Watching over the people of Faldale, and indeed the entire continent, is the Council of Lords. This body of seven lawmakers is elected by the populace. Four of the Lords represent the small outlying towns of Vaern, grouped into districts by geography. One comes from the Citadel of the Watch, which lies atop the great Wyrmspine Mountains. The final Lords, sometimes called the Lords of the City are elected from within Faldale itself, one by the nobles, and one by the commoners. The distinction between the two is arguable at this point in history, as one becomes registered as a "noble" simply by being able to pay the annual tax associated with the title, which is then conferred on you and your immediate family for the following year.
The common folk take the system somewhat lightly, and you will occasionally find "commoners" who every few years or so decide to be "nobles" for a time. There are a few perks to the title – these largely being access to palace gala affairs and a certain amount of legal pull in minor situations – but the relative scarcity of fringe benefits leaves many commoners joking that the Council has found a way to put a tax on vanity – and that the self-styled nobles line up to pay it.
Laws and Enforcement:
Policing and protecting Faldale falls to the City Watch. The Watch Captain reports directly to the Council, and with the aid of two Lieutentants, directs the deployment of the various groups of soldiers.

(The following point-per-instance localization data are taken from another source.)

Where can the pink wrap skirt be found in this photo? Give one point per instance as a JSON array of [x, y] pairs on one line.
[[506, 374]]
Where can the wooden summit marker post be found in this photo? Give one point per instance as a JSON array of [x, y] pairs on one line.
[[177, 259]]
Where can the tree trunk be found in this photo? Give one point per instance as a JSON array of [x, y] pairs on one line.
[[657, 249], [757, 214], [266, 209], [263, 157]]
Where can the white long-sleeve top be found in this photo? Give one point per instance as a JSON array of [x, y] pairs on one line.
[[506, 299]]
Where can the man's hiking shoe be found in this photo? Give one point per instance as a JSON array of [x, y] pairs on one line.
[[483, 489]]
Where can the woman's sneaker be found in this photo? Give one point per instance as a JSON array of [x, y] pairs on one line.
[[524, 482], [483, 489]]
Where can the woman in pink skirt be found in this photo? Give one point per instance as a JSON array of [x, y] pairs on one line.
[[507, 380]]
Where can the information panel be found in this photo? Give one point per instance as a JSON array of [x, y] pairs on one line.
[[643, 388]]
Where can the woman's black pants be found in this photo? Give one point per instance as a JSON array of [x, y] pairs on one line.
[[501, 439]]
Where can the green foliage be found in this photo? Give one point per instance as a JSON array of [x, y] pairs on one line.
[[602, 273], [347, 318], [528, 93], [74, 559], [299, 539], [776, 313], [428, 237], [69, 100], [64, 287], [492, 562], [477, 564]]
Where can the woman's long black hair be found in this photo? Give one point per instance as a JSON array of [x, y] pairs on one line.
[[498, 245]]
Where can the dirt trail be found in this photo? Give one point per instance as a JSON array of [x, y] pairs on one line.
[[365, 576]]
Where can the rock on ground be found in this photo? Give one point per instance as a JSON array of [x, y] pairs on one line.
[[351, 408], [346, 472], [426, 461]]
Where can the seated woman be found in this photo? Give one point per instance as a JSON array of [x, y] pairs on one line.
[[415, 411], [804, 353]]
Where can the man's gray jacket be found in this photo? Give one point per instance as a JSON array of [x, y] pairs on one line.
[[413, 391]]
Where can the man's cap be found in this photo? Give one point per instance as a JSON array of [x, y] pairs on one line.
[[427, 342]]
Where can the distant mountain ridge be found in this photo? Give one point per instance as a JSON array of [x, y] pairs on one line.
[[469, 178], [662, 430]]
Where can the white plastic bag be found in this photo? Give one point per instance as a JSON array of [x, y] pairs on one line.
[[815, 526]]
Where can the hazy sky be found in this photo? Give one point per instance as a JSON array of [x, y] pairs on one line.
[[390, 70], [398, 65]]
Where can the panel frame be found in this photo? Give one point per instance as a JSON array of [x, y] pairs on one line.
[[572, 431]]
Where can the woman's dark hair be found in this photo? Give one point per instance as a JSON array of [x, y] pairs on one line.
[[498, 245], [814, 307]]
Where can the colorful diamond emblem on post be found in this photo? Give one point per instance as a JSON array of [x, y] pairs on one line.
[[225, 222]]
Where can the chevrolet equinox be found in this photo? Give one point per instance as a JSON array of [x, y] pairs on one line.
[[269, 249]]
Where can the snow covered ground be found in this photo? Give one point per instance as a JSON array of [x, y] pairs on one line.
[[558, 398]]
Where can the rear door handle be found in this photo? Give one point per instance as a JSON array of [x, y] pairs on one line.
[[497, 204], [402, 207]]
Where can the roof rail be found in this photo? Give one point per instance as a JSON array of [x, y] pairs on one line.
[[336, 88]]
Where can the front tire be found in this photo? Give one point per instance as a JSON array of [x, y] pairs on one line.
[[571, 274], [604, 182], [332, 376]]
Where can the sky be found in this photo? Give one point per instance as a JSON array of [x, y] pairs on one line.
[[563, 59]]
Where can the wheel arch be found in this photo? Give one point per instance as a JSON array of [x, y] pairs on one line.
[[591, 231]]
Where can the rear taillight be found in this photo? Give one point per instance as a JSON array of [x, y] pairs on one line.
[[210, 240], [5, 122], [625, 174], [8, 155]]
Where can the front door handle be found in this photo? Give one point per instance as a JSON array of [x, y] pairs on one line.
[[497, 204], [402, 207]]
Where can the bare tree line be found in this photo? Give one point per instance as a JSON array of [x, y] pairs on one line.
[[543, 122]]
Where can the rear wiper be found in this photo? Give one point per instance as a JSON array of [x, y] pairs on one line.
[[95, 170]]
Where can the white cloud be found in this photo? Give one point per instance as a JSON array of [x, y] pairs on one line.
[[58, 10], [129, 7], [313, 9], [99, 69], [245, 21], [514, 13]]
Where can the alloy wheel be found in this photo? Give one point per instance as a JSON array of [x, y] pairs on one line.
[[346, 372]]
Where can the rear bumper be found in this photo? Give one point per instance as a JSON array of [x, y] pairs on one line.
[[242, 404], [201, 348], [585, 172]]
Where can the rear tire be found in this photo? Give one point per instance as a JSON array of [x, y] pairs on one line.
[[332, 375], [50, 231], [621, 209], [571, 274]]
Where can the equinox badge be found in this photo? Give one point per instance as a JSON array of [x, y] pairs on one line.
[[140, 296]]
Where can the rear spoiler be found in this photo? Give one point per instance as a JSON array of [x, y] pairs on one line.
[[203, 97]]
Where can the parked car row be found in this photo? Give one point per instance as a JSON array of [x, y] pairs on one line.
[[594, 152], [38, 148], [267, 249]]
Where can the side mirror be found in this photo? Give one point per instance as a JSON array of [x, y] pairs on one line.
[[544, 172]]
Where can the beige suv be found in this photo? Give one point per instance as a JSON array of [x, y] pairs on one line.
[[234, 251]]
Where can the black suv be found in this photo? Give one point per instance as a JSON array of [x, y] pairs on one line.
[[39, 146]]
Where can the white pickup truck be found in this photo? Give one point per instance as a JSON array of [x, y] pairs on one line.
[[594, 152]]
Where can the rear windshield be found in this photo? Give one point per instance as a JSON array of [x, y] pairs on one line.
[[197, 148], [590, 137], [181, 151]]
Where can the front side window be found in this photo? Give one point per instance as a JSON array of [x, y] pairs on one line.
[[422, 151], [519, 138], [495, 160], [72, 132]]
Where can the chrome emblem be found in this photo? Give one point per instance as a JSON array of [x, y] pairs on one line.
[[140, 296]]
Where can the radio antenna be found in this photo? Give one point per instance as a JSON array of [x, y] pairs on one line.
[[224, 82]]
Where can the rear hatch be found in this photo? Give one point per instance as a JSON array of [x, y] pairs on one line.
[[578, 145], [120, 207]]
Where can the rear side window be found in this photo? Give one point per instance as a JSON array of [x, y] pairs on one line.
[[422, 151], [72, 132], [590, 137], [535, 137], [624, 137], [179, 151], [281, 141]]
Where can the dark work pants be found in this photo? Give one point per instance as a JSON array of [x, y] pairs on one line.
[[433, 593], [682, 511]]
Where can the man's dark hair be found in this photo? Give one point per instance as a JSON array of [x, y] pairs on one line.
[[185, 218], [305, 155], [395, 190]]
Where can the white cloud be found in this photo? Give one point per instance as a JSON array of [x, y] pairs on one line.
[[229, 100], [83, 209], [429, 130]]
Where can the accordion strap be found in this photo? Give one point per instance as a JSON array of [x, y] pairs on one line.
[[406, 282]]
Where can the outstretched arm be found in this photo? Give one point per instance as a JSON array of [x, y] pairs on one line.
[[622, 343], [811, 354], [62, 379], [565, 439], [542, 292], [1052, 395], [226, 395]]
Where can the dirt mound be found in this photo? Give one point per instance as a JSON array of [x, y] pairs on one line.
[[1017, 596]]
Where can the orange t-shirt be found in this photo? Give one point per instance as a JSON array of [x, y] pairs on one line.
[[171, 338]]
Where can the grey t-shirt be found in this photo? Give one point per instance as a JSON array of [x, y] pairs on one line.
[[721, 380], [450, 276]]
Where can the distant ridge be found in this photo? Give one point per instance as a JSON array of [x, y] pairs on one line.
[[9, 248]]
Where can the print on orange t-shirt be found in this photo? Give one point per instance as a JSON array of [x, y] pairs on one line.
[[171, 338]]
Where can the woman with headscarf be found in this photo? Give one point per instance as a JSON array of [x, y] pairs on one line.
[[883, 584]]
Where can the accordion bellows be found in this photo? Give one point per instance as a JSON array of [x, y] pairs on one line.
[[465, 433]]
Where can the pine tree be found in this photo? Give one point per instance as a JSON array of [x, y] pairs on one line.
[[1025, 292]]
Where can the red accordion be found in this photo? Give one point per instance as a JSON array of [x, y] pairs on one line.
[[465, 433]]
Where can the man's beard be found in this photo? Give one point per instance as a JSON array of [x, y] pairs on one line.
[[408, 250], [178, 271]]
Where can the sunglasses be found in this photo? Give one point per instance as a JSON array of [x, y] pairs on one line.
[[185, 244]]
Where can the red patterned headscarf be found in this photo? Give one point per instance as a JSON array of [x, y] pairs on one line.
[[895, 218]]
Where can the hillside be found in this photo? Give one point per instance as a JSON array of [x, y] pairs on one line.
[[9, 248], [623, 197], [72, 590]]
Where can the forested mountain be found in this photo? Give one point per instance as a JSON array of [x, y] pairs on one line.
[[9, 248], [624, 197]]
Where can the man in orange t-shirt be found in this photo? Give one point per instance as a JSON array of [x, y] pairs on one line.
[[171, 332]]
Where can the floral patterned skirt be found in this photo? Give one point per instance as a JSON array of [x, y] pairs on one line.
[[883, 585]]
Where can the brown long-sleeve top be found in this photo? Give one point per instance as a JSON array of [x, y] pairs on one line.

In a time of martial law, the Watch Captain has absolute power in Faldale, a provision put in place during the Gnoll War, when a recalcitrant Council refused to authorize proper action until it was too late to avoid massive damage. Many attribute Faldale's survival of the war to the openly "rebellious" actions of the Watch Captain at that time, Arryl Starwind. An Eladrin woman of great strength and commanding presence, she rebuked the council for their inaction and roused the Watch without their blessing.
After the battle, one or two council members argued for her punishment or even banishment, but the people of the city hailed her as a hero, and forced the council to not only raise a statue in her honor, but ensure that in a time of conflict, the safety of the city would always be in the hands of the capable military mind of the Watch Captain, rather than overly optimistic council members.